China's consumer prices stable, factory prices ease
BEIJING, June 10 (Xinhua) -- China's inflation cooled in May, with consumer prices growing at a rate unchanged from the previous month, and the rise of factory-gate prices slowing to 6.4 percent, as measures to ensure supply against COVID-19 disruptions take effect, official data showed Friday.
The consumer price index (CPI), a main gauge of inflation, rose 2.1 percent year on year last month, said the National Bureau of Statistics (NBS). On a monthly basis, the CPI edged down 0.2 percent, compared to the 0.4-percent uptick in April.
Food prices reversed the 0.9-percent gain in April to fall 1.3 percent month-on-month, mainly weighed down by the 15-percent price drop in fresh vegetables with market supply boosted and logistics smoothed, according to the data.
The price of pork, a staple meat in China, registered a year-on-year dive of 21.1 percent, but increased 5.2 percent over April. Hog production has gradually tempered, meanwhile the stockpiling of pork to replenish state reserves continues, noted Dong Lijuan, a senior statistician with the NBS.
Driven by global food price hikes, the prices of flour, grain products and plant-based oils ticked up by 0.8 percent, 0.8 percent and 0.7 percent over the previous month, said Dong.
The prices of gasoline, diesel, and liquefied petroleum gas went up by 27.6 percent, 30.1 percent, and 26.9 percent year on year, respectively.
China has vowed to leave no single grain unreaped during this year's summer harvest and keep the supply of coal-fired power stable in order to underpin price stability. By Monday, the country had harvested around 55 percent of its winter wheat, beating last year's halfway date by two days.
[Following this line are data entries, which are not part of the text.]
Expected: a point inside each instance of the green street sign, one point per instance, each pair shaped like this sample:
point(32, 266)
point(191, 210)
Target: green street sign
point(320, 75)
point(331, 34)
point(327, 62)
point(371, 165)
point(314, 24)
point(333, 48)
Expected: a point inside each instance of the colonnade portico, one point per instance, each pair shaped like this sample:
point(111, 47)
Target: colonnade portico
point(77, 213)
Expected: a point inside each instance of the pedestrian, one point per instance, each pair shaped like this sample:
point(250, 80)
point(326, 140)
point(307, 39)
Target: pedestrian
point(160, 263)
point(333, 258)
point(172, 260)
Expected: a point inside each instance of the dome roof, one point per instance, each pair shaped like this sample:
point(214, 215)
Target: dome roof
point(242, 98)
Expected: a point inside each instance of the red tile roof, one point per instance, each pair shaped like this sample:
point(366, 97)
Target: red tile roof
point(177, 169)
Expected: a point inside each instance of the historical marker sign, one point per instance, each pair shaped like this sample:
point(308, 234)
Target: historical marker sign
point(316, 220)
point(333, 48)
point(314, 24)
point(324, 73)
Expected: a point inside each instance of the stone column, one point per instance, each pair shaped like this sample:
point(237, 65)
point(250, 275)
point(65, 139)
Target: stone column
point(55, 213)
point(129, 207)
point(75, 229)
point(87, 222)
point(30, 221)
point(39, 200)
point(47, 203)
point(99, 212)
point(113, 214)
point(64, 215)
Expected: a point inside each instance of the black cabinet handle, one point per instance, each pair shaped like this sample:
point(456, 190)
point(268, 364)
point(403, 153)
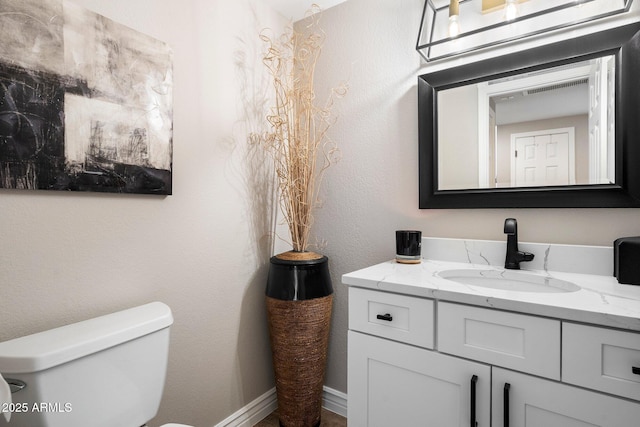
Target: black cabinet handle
point(507, 387)
point(474, 380)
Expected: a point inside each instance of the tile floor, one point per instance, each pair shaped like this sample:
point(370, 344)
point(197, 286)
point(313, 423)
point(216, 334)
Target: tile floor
point(328, 419)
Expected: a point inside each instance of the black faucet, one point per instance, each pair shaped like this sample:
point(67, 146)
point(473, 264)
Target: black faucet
point(514, 256)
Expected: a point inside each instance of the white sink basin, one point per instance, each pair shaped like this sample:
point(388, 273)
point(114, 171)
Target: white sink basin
point(509, 280)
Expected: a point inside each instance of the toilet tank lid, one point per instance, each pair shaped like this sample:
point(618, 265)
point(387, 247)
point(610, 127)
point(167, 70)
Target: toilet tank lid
point(43, 350)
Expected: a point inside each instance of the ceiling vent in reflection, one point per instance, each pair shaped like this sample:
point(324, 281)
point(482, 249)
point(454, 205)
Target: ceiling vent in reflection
point(556, 86)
To further ensure energy security, the country also plans to launch a number of new wind, solar and coal-fired power projects this year and enhance storage for resources like coal and crude oil.
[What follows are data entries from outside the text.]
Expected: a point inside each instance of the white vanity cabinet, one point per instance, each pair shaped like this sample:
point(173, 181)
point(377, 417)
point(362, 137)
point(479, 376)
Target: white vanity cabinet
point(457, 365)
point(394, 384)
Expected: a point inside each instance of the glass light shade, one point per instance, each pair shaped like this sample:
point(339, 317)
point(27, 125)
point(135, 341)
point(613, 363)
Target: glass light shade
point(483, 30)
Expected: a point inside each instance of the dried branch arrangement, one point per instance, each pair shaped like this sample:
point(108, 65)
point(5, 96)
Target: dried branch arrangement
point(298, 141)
The core CPI, which excludes food and energy prices, gained 0.9 percent year on year last month, unchanged from April.
Friday's data also showed that China's producer price index (PPI), which measures costs for goods at the factory gate, rose 6.4 percent year on year in May.
The figure moderated from the 8 percent year-on-year increase registered in April. On a monthly basis, China's PPI gained 0.1 percent, compared with the 0.6 percent increase in April.
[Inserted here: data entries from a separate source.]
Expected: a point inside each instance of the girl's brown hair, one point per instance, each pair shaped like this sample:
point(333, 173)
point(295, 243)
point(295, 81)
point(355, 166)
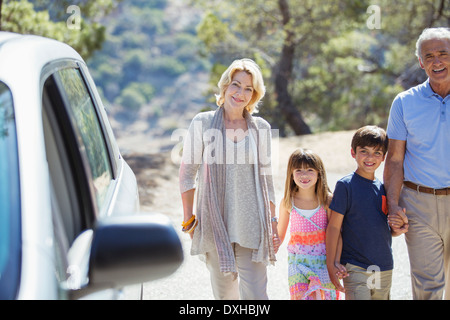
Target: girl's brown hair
point(304, 158)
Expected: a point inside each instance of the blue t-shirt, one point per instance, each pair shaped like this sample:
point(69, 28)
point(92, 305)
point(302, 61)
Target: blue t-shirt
point(421, 117)
point(366, 234)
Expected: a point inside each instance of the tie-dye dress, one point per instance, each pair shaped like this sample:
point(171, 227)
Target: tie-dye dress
point(308, 274)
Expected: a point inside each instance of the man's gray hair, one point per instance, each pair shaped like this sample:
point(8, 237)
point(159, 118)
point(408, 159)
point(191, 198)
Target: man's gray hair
point(429, 34)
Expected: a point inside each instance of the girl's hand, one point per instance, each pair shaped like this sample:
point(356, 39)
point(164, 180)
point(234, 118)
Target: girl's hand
point(341, 272)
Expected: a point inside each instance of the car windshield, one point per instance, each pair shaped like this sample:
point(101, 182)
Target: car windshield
point(9, 198)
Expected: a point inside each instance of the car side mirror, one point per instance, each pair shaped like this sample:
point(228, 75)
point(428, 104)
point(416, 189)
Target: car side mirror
point(129, 250)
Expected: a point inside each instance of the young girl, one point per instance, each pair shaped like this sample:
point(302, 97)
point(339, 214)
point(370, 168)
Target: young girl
point(305, 204)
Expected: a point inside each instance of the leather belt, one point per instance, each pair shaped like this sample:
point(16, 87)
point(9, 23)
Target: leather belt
point(436, 192)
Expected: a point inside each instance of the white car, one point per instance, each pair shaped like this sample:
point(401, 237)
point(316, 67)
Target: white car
point(70, 225)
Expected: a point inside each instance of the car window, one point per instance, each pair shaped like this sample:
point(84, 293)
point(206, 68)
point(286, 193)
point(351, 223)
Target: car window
point(86, 119)
point(9, 198)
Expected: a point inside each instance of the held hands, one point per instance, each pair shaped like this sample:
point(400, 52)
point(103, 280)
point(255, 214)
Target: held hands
point(337, 272)
point(276, 242)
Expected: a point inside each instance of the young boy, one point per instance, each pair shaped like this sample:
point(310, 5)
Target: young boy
point(359, 211)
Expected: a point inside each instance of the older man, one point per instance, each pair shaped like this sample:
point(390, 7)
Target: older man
point(417, 169)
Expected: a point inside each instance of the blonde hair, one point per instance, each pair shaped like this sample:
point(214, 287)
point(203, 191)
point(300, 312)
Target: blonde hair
point(249, 66)
point(304, 158)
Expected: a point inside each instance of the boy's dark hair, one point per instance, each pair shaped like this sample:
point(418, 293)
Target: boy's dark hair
point(370, 136)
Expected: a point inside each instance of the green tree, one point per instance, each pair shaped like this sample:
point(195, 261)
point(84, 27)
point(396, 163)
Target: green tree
point(79, 28)
point(328, 69)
Both the monthly and year-on-year growth rates of PPI continued to narrow thanks to the effective coordination of epidemic control, economic and social development, and measures to ensure smooth and stable industrial and supply chains, Dong said.
In June and beyond, analysts warn of potential impact on prices, including from sporadic COVID-19 resurgences, regional extreme weather conditions as well as high global fuel and raw material prices.
The CPI could stay flat or dip in June, while the PPI may ease further at a slower rate, squeezing the gap between consumer and factory-gate prices, said Deng Zhichao, an analyst at Zhixin Investment Research Institute.